Durch die Kombination der Chip-Fähigkeiten von Qualcomm Technologies mit der Softwareplattform von Modular wolle das Unternehmen Kunden eine effizientere KI-Compute-Schicht über Geräte, Edge-Systeme und Cloud-Infrastruktur hinweg anbieten.
„Diese Übernahme markiert einen entscheidenden Moment nicht nur für Qualcomm, sondern für die gesamte KI-Branche“, sagte Cristiano Amon, Präsident und CEO von Qualcomm Incorporated.
Er sagte, die Branche bewege sich in Richtung „disaggregierter, multi-vendor Architekturen“, die eine „offenere und modernere Softwarebasis“ erforderten.
Chris Lattner, Mitgründer und CEO von Modular, sagte, der Deal werde helfen, die Mission des Unternehmens voranzubringen, eine offenere und effizientere Softwarebasis für KI aufzubauen.
„Der Anschluss an Qualcomm verschafft uns die Skalierung und Plattformsreichweite, um diese Mission zu beschleunigen“, sagte er.
Breitere Wette jenseits von Smartphones
Qualcomms Umsatzziele und die Modular-Übernahme unterstreichen einen breiteren strategischen Wandel.

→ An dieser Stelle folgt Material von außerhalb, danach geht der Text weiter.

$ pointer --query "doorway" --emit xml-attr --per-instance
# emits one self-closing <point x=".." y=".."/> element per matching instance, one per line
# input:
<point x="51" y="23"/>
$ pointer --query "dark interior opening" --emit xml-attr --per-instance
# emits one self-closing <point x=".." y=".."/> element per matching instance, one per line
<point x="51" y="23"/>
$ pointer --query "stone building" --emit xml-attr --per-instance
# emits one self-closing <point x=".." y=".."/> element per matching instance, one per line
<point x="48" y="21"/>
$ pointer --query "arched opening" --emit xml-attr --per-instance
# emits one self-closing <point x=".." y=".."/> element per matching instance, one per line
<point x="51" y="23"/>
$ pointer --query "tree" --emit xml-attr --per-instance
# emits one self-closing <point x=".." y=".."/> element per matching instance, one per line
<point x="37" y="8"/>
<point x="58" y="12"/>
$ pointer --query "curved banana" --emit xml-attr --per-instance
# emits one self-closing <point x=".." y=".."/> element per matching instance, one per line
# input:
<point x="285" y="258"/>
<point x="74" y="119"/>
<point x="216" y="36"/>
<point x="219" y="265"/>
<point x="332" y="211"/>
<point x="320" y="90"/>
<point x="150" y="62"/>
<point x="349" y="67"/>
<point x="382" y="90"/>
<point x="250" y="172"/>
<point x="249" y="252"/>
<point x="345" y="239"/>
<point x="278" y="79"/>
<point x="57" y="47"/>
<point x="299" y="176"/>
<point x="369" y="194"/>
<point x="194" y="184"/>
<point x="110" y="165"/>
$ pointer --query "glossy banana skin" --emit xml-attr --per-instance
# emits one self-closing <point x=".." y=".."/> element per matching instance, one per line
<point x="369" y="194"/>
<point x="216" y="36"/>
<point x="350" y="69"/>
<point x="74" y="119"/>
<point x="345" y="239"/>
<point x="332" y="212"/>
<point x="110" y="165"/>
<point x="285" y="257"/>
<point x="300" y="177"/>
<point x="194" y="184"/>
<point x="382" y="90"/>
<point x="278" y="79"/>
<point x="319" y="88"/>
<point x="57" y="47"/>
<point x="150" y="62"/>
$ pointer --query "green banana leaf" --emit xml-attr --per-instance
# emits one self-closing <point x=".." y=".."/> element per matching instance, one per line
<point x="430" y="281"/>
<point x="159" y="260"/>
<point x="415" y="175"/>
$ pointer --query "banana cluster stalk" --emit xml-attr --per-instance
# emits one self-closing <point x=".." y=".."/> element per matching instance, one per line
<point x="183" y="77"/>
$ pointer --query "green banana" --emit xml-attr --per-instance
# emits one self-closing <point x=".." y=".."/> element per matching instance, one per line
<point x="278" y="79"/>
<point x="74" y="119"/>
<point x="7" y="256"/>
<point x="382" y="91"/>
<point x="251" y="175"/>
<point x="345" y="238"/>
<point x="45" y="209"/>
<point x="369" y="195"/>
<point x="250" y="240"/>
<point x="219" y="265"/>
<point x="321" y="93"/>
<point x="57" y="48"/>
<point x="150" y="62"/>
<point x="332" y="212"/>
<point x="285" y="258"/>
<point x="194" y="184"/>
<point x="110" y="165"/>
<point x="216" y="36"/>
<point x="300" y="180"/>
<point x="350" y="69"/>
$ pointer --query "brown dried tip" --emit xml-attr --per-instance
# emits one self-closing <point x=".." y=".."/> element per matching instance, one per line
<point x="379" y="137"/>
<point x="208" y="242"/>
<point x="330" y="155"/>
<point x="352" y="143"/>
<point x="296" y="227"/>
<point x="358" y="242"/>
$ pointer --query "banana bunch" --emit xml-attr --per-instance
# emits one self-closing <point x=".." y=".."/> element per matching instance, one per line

Das Unternehmen positioniert sich nicht mehr nur als Lieferant von Smartphone-Prozessoren, sondern auch als Anbieter von KI-Chips, kundenspezifischer Silizium-Lösungen und Software-Infrastruktur für Rechenzentrum- und Edge-Computing-Märkte.
Die Transaktion soll in der zweiten Hälfte des Jahres 2026 abgeschlossen werden, vorbehaltlich der üblichen Abschlussbedingungen und behördlicher Genehmigungen.